01.23.20Lessons: I Thought I Hated Science Fiction Until I Read it Through Emily’s Eyes
Just this week we finished up our Science Fiction unit for our reading curriculum. It was designed and written by Emily Badillo and includes 8 classic short stories with lots of fantastic knowledge building and writing opportunities.
I’m going to tell you a little bit about the unit. And then at the bottom I’m going to tell you something even more important that it reminded me of.
Fantastic knowledge building and writing opportunities: There’s this question about the scene in ‘Flowers for Algernon’ where Charlie is given a copy of Robinson Crusoe to read. The moment is full of symbolism to analyze… if you have the background knowledge to engage.
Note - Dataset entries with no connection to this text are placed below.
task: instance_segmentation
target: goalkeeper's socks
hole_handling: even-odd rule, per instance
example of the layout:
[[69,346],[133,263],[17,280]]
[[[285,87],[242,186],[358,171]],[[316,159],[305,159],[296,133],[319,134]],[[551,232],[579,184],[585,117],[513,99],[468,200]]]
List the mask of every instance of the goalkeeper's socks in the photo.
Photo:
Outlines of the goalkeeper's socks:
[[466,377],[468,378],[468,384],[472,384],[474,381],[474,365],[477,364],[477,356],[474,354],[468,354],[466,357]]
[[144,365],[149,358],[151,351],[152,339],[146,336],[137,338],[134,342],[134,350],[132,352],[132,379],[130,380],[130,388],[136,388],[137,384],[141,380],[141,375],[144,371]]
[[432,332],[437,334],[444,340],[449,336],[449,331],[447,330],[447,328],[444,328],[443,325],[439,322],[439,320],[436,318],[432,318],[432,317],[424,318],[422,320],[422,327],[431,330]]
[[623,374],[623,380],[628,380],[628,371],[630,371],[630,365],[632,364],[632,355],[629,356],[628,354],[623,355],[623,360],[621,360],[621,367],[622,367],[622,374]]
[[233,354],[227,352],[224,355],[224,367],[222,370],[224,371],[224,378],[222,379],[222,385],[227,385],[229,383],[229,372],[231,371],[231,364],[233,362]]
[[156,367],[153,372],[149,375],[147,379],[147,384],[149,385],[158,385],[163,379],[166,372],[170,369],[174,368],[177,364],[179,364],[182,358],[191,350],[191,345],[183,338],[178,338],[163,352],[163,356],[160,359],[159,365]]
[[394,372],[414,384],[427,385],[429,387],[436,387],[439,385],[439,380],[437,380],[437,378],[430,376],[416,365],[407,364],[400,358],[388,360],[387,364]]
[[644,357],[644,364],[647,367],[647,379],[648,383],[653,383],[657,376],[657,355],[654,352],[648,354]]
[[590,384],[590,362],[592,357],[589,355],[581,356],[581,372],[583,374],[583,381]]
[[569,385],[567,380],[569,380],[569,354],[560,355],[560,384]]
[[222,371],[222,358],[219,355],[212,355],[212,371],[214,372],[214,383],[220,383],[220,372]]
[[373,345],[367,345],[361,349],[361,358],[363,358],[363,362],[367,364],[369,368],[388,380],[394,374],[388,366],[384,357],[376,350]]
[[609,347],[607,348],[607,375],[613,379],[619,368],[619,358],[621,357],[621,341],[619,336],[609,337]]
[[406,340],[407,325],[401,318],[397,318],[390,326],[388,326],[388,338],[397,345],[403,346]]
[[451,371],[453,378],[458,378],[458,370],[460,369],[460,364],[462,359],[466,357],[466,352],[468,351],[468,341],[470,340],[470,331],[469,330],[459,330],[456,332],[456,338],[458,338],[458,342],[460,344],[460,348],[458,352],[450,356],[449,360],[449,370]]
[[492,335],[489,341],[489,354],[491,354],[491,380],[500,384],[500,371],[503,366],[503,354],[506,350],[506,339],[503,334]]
One of the best parts of the unit is the way Emily engages history. Science Fiction is often a reflection of anxieties about current issues in society, she notes in an early lesson, and so the unit, with stories written as early as 1940 (“Robbie”; Isaac Asimov) and as recently as 2016 (“The Great Silence”; Ted Chiang) becomes a study of Cold War worries about nuclear war and totalitarianism as much as machine intelligence and space travel.
I thought this question from early in the unit was a great example of ‘grounding’ the texts in history. “There Will Come Soft Rains,” as some readers will know, is a post-apocalyptic Ray Bradbury story about a mechanized house that–alone–survives a nuclear attack. Here Emily asks students to consider the date of its authorship as compared to Asimov’s optimistic story “Robbie.”
There’s also lots of great close reading, as in this example from the opening of Kurt Vonnegut’s ‘Harrison Bergeron.’
Something even more important that this reminded me of: The most surprising part of the unit was how much I enjoyed it, which I mention because I have always disliked the genre of Science Fiction. I have spent most of my reading life not only avoiding reading it but–honestly–scorning it a little. It always struck me as consisting mostly of hyperbole, over-written prose and imaginary space weapons in made-up worlds. But when I read it through Emily’s eyes, I realized it is not that way at all. I loved the unit in part because the stories were so relevant and connected in ways I had not expected.
I mention that because there’s so much valorization of choice in ELA circles. The argument that kids will love reading if only we can just let them read what they love is epidemic. The choruses of Let Them Choose! resound through the profession.
But the flaw in this argument is that people choose based on limited information and false conceptions. If that’s true of me–a 50-year-old former English teacher with a BA and a masters in English Lit–it’s probably true of a 14 year old who’s read 20 or 30 full length books in his life and has never heard of the book that is destined to change his perspective forever.
We are wrong about what we like. We know too little. And then someone like Emily lets us see it through their eyes and it comes to life. Times ten when allowing for choice means everyone is reading their own book on their own and never hearing other people’s unexpected interpretations. Loving a book you had not expected to like is in many ways much more powerful than reading a book you expected to like and which you’ve already read 3 similar books to in the series. Student choice for independent reading in nice, but teacher choice of books read by the class is a gift to students. It expands, rather than confirming their perspective.